В спальню вошел рослый человек с маленькой головой. Долго нашаривал выключатель на стене. При свете протянул Низговорову, невольно прикрывшему глаза рукой, бумагу.
— Приговор? — вымолвил Низговоров севшим голосом.
Рябой, всегда бесчувственный как колун, глянул на него в этот раз чуть не с жалостью и отвернулся. Вышел в прихожую.
Низговоров тупо разглядывал рукописные строчки на прыгающем в руке листе:
Приходите немедленно Абнаву узнаете подробности интересующей вас особе. Леха.
Алексей Максимович настрочил свое послание телеграфным стилем, без предлогов и знаков препинания.
— Долго мне ждать? — подал голос из прихожей Рябой.
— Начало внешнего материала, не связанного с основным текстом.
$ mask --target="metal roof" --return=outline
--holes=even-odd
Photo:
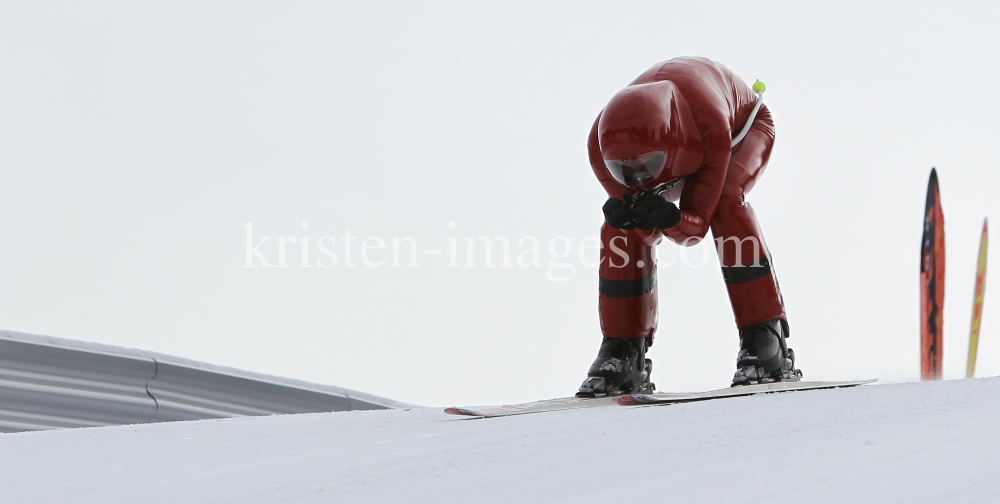
[[[408,406],[155,352],[0,331],[0,432]]]

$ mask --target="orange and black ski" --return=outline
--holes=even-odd
[[[920,377],[941,379],[944,353],[944,215],[937,171],[931,168],[920,243]]]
А потом еще спросил презрительно:
— Что, так и пойдете?
Низговоров в сомнамбулическом своем состоянии направился было за ним в коридор в нижнем белье и ботинках с волочащимися по полу шнурками.
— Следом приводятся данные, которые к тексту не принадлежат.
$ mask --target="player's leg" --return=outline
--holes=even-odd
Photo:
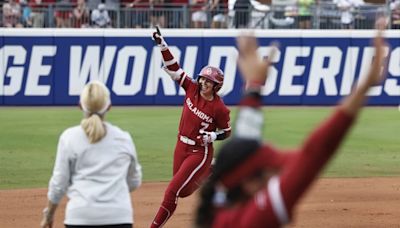
[[[172,180],[168,184],[169,186],[167,187],[167,190],[164,193],[164,200],[161,203],[160,208],[158,209],[157,215],[154,218],[153,223],[151,224],[151,227],[161,227],[163,223],[165,223],[169,217],[171,217],[173,211],[175,211],[176,208],[176,203],[175,203],[175,196],[173,194],[167,194],[171,193],[172,191],[170,189],[174,189],[172,186],[172,183],[175,183],[174,181],[174,176],[178,172],[179,167],[181,167],[183,161],[186,158],[186,149],[187,145],[182,143],[179,139],[176,142],[175,145],[175,151],[174,151],[174,161],[173,161],[173,167],[172,167]],[[175,190],[176,192],[176,190]]]
[[[193,194],[205,181],[205,179],[210,175],[211,161],[213,158],[213,148],[208,147],[209,156],[205,161],[205,164],[193,175],[190,181],[182,187],[182,189],[177,193],[180,198],[185,198]],[[190,157],[190,156],[189,156]],[[189,159],[188,159],[189,160]],[[190,166],[190,162],[182,164],[182,170],[188,170],[190,167],[186,168],[184,166]]]
[[[189,153],[189,156],[183,161],[168,184],[163,202],[151,227],[162,227],[174,213],[182,190],[194,188],[196,185],[192,182],[199,179],[202,173],[206,173],[209,170],[212,152],[209,153],[208,148],[204,152],[190,151]]]
[[[183,161],[185,160],[187,154],[186,150],[188,148],[188,145],[182,143],[179,139],[176,142],[175,146],[175,151],[174,151],[174,164],[172,166],[172,175],[175,176],[175,174],[178,172],[179,167],[181,167]]]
Когда проблема внешнего вида была кое-как решена, Рябой провел его коридорами в служебное крыло и отворил стеклянную дверь на площадку пожарной лестницы — ту самую, с которой Даша ушла в небытие.
— Дорогу-то найдешь? — спросил Рябой, поеживаясь на воздухе. Дальше идти ему не хотелось, да и опасно было оставлять пост: вдруг Павлыч захочет проверить, как охраняют Низговорова. — Только тихо! Чтобы ни одна собака не проснулась! После — сразу сюда.
«Абнава» была погружена во мрак, глуха и мертва. Ни проблеска света в окнах, ни единого признака жизни. Низговоров понуро дотащился до крыльца, поднялся к закрытой двери, стукнул в толстое черное стекло костяшками пальцев. Дверь бесшумно приотворилась, чья-то рука поспешно втянула его внутрь. В темноте он мог скорее угадать, чем узнать Диму. Тот вернулся к стеклянной двери, внимательно оглядел из-под занавески площадь перед подъездом и только после этого знаком приказал следовать за ним наверх — нервно оглядываясь на каждый скрип деревянных ступеней под ногами Низговорова и с угрозой прикладывая палец к губам.